In a nutshell, it means choosing which version of the story to convey.
As backbone of this festival’s edition, “LONG STORY SHORT” moves on this misunderstanding.
Found in the slippery space between the History with a capital letter – official, contracted, mediated – and the plurality of the tiny stories, that are often times considered irrelevant. Yet, plural narratives could have produced plural futures. Futures that we cannot imagine today.
“A story exists only when it’s told” and all untold stories are part of repressed possibilities. Erasing, removing, forgetting some stories prevents us from experimenting with alternative paths of development of a human, political and social nature.
What if these stories could be told again? Could they become a form of public expression?
This is the purpose which brings together all the artistic performances that will take place in the more than 10 days of this edition of FAROUT.
This year we bring to FAROUT projects that are acts of resistance and liberation from standards and paradigms, from what is culturally and historically accepted.

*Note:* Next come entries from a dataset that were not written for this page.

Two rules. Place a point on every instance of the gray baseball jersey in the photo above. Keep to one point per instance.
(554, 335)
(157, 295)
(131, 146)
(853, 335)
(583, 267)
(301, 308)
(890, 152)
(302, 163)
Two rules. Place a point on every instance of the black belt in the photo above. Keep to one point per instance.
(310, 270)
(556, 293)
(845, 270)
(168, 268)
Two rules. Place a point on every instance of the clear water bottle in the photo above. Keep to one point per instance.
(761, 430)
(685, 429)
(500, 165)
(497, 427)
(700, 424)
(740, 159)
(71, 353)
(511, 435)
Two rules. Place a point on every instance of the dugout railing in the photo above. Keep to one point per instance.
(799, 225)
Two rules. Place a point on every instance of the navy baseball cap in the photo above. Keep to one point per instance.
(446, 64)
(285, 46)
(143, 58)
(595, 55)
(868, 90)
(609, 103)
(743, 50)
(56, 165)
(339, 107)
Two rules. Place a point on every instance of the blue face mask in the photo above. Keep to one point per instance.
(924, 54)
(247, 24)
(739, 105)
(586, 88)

We do this through the body, the generative ability of the word, the (im)possible dialogue between worlds in conflict. We listen to generational reactions to the collapse of ideologies. We free the representation of sexuality from patriarchal dynamics.
From the meeting of these proposals develop the paths that the public can choose to undertake, to the discovery of a plural voice of history.
The aesthetics of FAROUT 2023 also accompany us in this narration. Words become images and distort, deform, lose meaning (or find a new one). As in the performances of the festival we research and tell the omitted, denied, rewritten, evoked words, as well in the treatment of the phrase How to do things with words (J.L. Austin, 1962), the author guides through the discovery of the linguistic act, which does not limit to describe, but is capable of producing imagination and changes, new worlds.